O primeiro resultado da busca da hashtag #trauma no TikTok - a rede social chinesa com mais de um bilhão de usuários – feita para esta reportagem exibe uma jovem, aparentemente entre os seus vinte e poucos anos, descrevendo “reações que as pessoas não percebem que vêm do trauma”, ao som de uma música melancólica ao fundo. Quando ela mexe a cabeça para os lados, as frases aparecem na tela: “ficar desconfortável quando as pessoas brigam/gritam”, “ter medo de intimidade/não gostar de toques físicos”, “se sentir emocionalmente conectado a todo mundo por se sentir obrigado a entender as emoções de todos”.

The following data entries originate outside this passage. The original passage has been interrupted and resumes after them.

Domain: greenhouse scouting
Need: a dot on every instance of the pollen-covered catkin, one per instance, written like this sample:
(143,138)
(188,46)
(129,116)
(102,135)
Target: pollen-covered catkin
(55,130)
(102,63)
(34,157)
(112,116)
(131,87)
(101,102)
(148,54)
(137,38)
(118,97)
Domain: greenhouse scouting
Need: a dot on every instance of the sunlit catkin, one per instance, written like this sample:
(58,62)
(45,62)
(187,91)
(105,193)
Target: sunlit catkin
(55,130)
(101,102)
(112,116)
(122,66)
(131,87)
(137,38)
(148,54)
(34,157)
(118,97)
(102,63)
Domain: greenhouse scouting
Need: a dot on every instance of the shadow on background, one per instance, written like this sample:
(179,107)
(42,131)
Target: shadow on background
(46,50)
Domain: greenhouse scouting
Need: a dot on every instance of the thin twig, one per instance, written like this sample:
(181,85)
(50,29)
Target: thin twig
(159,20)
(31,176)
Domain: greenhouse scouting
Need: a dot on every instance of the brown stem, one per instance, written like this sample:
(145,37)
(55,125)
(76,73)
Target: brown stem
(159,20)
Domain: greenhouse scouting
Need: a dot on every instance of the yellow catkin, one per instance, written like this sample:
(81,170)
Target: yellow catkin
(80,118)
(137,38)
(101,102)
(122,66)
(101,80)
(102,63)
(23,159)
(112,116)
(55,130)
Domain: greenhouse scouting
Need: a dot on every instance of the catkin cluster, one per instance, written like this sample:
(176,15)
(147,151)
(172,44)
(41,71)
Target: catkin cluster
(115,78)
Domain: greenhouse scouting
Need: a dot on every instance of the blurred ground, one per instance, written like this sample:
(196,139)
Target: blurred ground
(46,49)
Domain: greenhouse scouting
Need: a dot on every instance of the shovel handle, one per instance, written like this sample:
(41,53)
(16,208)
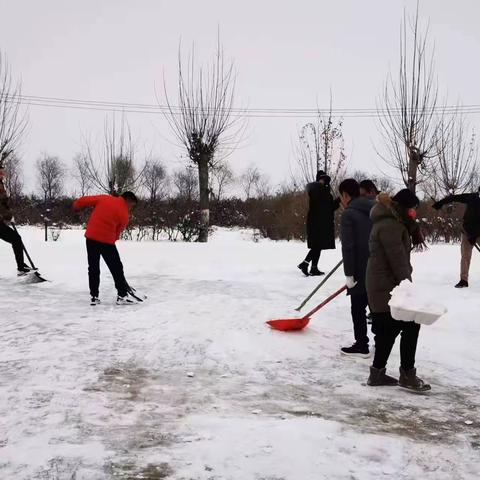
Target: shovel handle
(328,300)
(315,290)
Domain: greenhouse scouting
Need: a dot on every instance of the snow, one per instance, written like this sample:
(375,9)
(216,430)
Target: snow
(193,385)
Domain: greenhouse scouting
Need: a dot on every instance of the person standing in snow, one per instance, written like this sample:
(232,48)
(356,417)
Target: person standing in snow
(320,222)
(7,233)
(393,232)
(471,229)
(355,233)
(368,189)
(110,216)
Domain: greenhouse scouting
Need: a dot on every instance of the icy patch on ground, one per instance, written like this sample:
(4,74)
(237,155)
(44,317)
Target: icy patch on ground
(193,385)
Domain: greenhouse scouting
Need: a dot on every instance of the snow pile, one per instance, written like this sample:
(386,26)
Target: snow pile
(413,304)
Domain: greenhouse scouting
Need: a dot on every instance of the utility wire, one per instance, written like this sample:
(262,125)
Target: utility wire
(97,105)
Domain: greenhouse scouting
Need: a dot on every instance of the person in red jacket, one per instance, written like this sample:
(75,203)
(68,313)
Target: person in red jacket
(109,218)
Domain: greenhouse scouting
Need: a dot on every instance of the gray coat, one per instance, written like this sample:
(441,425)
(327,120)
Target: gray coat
(355,233)
(389,262)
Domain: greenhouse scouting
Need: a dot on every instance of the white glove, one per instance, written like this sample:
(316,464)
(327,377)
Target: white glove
(350,282)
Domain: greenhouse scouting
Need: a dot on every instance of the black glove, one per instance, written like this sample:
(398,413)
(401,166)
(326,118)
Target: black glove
(472,239)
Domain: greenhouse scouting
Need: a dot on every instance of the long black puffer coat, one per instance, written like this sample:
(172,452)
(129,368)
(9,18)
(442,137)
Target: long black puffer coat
(320,217)
(355,233)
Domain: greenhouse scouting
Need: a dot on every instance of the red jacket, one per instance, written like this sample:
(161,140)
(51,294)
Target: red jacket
(109,217)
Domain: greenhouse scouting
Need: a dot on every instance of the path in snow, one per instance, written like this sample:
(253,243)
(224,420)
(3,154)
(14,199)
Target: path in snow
(171,388)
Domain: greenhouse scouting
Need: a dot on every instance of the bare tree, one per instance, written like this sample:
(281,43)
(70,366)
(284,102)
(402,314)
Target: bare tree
(248,180)
(408,117)
(51,177)
(186,184)
(81,174)
(321,146)
(14,173)
(111,168)
(383,183)
(155,180)
(13,119)
(204,121)
(222,178)
(457,153)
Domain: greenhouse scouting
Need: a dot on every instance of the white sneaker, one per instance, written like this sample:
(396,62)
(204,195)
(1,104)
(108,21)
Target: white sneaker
(126,300)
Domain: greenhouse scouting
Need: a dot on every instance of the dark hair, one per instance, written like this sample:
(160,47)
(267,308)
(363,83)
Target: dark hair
(129,197)
(369,186)
(350,186)
(406,199)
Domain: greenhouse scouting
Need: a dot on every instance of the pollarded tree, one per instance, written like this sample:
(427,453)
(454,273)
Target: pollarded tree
(409,112)
(222,178)
(155,180)
(204,121)
(457,154)
(186,184)
(13,119)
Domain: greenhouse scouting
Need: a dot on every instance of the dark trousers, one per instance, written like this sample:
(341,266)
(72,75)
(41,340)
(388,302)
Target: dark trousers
(386,330)
(313,256)
(359,303)
(110,255)
(11,236)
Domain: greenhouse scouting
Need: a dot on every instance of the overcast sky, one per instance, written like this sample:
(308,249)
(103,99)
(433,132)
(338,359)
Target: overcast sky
(287,55)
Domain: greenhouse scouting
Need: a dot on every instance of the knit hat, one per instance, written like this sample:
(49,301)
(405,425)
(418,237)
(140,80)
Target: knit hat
(406,199)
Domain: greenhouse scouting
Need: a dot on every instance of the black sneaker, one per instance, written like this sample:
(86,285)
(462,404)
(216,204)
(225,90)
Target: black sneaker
(24,270)
(356,350)
(304,268)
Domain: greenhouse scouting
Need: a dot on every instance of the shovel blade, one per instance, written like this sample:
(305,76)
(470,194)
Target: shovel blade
(289,324)
(34,277)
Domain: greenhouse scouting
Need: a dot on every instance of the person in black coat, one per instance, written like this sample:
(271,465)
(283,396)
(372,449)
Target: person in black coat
(320,222)
(471,229)
(355,233)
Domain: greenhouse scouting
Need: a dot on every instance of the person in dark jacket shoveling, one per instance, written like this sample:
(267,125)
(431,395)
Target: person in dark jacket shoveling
(7,233)
(471,229)
(320,222)
(355,233)
(393,232)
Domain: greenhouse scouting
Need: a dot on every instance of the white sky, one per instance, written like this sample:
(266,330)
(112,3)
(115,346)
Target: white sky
(287,54)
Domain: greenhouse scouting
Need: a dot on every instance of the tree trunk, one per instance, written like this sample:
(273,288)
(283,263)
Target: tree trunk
(412,173)
(204,198)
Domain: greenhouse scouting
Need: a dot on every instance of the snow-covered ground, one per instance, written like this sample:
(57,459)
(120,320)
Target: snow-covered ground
(193,385)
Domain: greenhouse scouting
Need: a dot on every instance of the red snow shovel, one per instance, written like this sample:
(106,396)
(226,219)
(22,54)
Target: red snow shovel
(287,324)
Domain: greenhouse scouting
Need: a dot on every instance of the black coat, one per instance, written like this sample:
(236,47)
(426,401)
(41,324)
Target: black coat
(471,218)
(355,233)
(320,217)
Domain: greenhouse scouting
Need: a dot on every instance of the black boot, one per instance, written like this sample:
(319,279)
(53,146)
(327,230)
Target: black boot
(304,268)
(408,379)
(315,272)
(356,350)
(379,378)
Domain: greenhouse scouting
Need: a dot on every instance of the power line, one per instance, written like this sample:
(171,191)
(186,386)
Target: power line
(108,106)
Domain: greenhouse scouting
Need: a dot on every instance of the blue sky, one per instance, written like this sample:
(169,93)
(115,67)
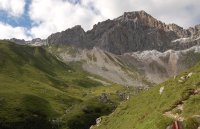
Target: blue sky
(29,19)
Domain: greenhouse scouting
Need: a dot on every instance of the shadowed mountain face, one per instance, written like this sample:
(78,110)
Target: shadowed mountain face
(133,31)
(127,50)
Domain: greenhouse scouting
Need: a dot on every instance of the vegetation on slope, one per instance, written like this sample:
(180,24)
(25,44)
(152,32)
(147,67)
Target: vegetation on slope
(37,91)
(152,110)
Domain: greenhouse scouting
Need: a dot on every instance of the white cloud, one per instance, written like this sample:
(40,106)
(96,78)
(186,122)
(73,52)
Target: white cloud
(57,15)
(13,7)
(181,12)
(8,32)
(50,16)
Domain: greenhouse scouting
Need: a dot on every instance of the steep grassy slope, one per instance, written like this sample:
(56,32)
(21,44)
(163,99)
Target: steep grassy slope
(180,100)
(37,91)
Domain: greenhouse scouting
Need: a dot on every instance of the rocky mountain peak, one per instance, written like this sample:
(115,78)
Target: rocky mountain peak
(131,32)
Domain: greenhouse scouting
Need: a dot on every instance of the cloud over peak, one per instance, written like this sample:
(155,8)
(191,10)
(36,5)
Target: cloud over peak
(50,16)
(13,7)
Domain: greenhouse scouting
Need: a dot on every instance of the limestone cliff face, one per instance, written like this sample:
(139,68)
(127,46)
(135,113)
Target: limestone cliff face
(133,31)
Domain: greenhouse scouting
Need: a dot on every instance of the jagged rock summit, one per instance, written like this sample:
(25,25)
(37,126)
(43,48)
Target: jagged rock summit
(133,31)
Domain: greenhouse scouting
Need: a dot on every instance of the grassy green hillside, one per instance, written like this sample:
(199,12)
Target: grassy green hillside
(180,100)
(37,91)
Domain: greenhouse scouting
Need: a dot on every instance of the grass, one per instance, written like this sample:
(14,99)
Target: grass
(145,111)
(38,91)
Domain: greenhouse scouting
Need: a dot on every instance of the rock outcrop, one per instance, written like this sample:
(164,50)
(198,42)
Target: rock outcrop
(133,31)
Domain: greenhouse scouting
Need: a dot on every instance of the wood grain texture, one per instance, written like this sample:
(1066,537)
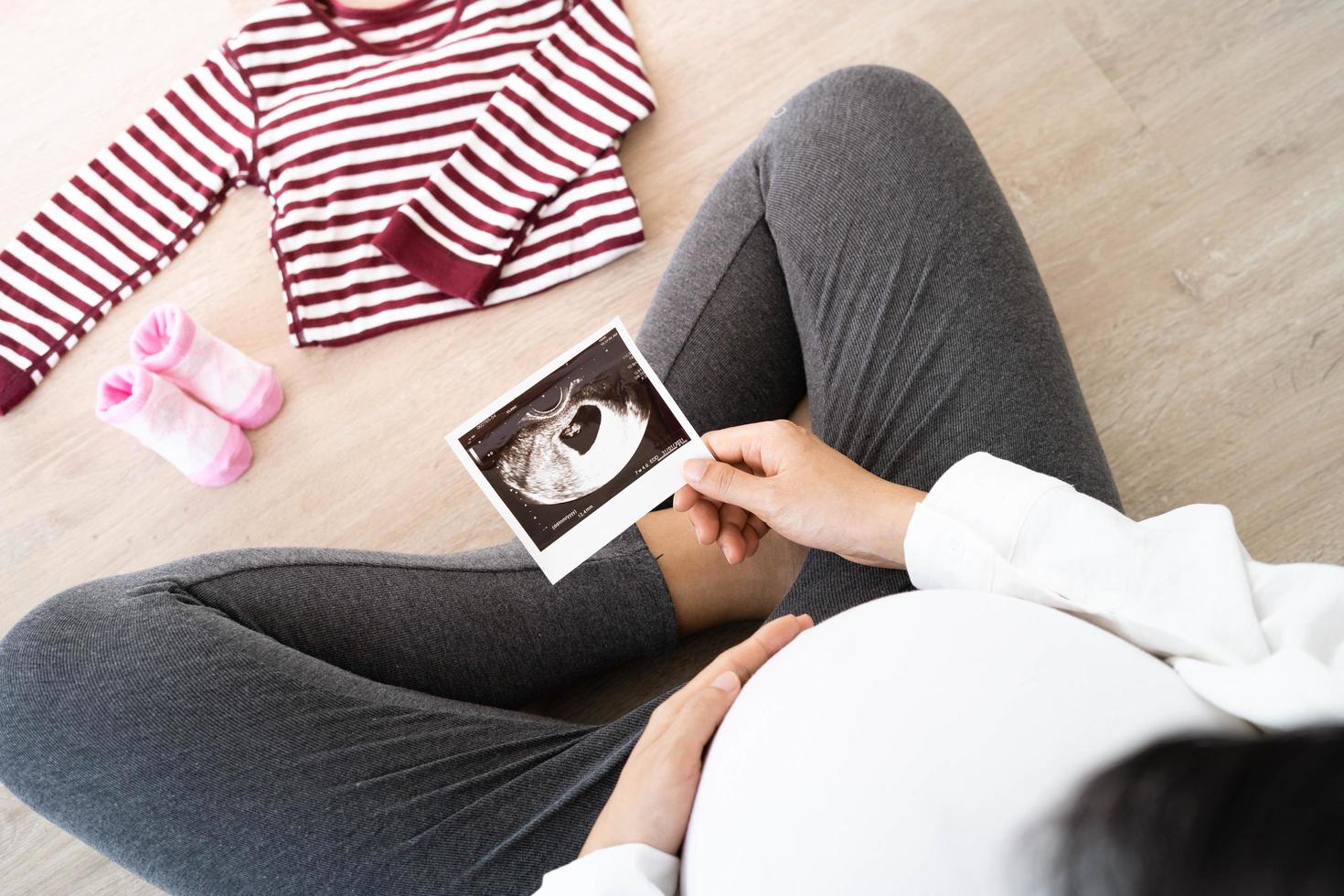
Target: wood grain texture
(1178,168)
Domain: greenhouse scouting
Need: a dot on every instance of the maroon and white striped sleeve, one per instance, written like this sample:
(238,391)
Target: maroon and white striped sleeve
(569,101)
(123,217)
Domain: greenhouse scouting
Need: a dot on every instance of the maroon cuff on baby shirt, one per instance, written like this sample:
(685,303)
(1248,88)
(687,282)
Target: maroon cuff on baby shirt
(14,386)
(428,260)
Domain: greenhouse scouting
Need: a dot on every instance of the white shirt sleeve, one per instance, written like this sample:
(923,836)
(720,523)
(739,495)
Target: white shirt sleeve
(629,869)
(1264,643)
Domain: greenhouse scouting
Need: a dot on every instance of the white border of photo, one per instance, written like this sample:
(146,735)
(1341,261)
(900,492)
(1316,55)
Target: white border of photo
(605,523)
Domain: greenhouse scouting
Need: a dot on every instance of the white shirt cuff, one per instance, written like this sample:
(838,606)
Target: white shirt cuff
(629,869)
(971,521)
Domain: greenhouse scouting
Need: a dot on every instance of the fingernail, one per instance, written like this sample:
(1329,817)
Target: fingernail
(726,681)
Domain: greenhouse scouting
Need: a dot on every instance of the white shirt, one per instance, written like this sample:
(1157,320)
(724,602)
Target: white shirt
(920,743)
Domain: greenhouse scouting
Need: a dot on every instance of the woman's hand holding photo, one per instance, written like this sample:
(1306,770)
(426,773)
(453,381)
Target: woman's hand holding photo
(778,475)
(652,798)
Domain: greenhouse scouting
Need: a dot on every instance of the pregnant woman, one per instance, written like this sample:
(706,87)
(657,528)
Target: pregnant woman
(293,720)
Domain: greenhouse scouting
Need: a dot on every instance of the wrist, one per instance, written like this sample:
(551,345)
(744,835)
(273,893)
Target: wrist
(891,520)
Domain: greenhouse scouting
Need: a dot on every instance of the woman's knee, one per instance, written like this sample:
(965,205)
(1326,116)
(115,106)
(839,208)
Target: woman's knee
(54,664)
(871,117)
(858,86)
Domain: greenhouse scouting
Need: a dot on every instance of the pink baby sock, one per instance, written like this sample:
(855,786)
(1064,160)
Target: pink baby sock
(206,448)
(169,343)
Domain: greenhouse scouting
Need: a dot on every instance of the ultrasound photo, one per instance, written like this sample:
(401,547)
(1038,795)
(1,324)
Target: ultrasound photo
(575,438)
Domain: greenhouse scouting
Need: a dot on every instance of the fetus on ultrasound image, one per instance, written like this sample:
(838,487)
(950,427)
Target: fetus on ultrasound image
(569,443)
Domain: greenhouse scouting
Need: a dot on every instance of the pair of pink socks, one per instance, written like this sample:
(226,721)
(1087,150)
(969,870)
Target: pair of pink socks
(200,432)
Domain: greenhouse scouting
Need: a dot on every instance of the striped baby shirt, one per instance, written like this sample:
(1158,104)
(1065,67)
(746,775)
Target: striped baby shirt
(421,160)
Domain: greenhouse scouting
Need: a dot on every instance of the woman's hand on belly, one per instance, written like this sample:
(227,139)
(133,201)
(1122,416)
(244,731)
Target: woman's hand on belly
(778,475)
(652,798)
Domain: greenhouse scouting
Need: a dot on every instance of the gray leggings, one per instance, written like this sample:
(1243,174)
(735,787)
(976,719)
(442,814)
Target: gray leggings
(300,720)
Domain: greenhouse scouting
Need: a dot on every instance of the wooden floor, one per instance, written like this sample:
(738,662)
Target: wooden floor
(1178,168)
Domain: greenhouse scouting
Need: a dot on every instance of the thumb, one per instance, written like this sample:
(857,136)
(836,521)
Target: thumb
(702,713)
(728,484)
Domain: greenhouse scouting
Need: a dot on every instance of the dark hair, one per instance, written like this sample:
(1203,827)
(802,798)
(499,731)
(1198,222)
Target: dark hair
(1210,815)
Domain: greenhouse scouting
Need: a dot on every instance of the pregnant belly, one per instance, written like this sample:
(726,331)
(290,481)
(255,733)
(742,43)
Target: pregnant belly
(917,744)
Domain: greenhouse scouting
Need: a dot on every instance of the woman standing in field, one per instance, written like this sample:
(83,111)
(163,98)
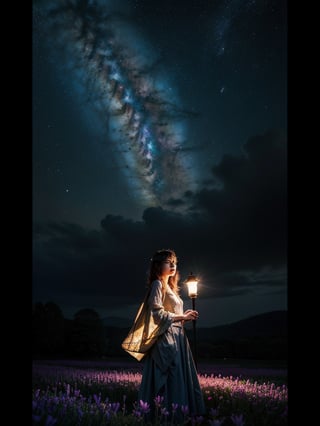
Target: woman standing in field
(169,371)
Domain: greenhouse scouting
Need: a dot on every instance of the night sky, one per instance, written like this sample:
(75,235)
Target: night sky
(160,124)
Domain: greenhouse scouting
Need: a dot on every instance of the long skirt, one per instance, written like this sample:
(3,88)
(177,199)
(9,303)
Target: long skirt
(170,377)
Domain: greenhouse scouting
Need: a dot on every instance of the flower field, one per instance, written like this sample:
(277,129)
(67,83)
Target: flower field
(84,394)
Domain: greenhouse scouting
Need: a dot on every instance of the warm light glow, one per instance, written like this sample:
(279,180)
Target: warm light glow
(192,284)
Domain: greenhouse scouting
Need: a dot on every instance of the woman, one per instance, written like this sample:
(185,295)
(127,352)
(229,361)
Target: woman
(169,371)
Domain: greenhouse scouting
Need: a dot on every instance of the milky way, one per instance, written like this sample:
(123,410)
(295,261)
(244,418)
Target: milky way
(121,75)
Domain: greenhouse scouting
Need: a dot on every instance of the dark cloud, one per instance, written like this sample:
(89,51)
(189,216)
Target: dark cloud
(234,238)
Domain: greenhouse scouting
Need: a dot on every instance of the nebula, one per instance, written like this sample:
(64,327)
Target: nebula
(126,82)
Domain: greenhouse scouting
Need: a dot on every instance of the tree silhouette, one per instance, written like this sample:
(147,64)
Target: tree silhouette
(87,336)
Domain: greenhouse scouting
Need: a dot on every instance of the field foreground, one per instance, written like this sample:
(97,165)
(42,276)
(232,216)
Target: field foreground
(101,393)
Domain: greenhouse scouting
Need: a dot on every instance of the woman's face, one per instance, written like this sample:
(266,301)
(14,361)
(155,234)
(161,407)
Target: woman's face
(169,267)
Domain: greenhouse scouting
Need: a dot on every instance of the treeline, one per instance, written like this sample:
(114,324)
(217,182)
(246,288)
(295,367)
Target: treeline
(85,336)
(55,336)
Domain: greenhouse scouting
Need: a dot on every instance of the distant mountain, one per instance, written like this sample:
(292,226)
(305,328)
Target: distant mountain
(269,324)
(117,322)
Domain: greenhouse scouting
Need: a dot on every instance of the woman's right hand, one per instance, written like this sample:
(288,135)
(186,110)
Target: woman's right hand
(190,314)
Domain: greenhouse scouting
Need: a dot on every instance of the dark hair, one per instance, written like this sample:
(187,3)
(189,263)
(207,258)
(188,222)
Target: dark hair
(156,266)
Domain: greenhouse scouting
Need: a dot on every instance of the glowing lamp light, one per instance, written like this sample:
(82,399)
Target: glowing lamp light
(192,284)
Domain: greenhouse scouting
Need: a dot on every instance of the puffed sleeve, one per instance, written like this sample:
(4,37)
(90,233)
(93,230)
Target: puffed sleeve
(159,314)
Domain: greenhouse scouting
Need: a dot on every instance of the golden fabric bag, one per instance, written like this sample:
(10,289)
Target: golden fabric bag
(143,333)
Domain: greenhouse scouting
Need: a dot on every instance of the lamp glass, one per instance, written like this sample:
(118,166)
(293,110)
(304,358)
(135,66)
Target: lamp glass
(192,288)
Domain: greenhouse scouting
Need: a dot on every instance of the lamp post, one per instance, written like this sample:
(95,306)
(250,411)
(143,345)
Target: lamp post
(192,284)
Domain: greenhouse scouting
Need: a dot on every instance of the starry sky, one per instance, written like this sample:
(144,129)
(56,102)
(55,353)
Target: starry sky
(160,124)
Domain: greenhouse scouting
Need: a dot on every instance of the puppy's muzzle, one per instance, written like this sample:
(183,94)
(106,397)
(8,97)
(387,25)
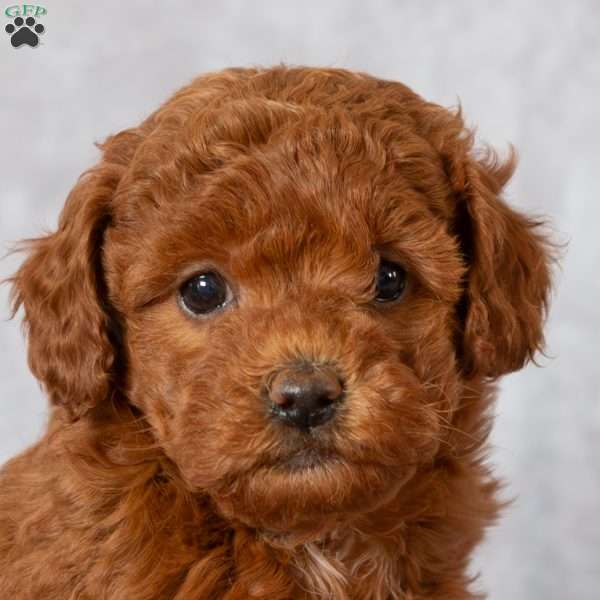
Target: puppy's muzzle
(305,396)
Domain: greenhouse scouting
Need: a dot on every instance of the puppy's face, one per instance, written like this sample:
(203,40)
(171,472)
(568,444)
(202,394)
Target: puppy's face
(300,295)
(286,319)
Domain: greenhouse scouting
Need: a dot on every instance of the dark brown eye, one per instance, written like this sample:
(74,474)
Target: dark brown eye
(204,293)
(391,281)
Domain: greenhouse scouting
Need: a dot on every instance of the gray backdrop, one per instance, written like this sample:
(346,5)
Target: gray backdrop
(525,72)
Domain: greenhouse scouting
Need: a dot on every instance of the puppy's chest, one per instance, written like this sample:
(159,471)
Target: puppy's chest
(353,569)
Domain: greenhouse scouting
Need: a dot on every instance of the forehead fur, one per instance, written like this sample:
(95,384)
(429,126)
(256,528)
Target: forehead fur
(273,173)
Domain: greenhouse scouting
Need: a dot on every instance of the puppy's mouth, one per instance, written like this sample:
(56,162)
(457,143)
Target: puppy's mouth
(307,459)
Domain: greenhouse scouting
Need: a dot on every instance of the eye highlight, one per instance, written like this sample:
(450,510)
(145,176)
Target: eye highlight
(391,281)
(204,293)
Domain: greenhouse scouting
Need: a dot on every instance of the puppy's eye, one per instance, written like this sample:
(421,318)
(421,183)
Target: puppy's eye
(391,281)
(204,293)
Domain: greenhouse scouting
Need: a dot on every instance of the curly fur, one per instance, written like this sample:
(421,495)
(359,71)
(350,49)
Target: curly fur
(161,475)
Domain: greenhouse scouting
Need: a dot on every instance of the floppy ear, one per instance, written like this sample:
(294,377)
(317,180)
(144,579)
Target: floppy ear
(508,278)
(71,332)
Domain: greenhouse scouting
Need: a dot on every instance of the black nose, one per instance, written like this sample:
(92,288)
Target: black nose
(306,396)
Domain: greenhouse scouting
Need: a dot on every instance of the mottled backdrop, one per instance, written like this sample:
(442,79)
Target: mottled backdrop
(525,72)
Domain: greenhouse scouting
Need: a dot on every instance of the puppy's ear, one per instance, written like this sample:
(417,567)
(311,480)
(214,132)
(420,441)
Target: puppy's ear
(508,279)
(71,333)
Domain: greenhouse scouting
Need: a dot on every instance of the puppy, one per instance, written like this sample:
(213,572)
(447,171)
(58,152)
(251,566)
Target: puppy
(269,326)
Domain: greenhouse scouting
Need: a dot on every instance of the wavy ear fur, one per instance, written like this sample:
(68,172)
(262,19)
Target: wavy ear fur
(72,332)
(508,279)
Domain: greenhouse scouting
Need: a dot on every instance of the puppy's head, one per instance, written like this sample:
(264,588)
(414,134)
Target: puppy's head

O desconforto mediante toque físico, bem como a dificuldade em estabelecer laços afetivos podem ser – com ênfase na indicação de possibilidade -, de fato, comportamentos decorrentes de más experiências passadas, das mais severas (como casos de abuso sexual) às mais cotidianas (traições e decepções amorosas). É de se esperar que o leitor conheça, contudo, um ou outro parente ou amigo próximo que, sem ter passado por nenhuma destas situações, simplesmente não é dado a abraços apertados. Ficar desconfortável em meio a discussões alheias, especialmente quando os envolvidos “aumentam o tom”, por outro lado, é uma reação praticamente universal. Faz sentido que a primeira suspeita mediante este comportamento seja a existência de um trauma?
O problema é que as definições de trauma – palavra originária do grego “traumatos”, que significa “ferida” e, por centenas de anos, permaneceria restrita a danos físicos – foram atualizadas, dando margens a interpretações com pouco ou nenhum respaldo científico que, na prática, só fazem deteriorar a saúde mental de uma geração já combalida.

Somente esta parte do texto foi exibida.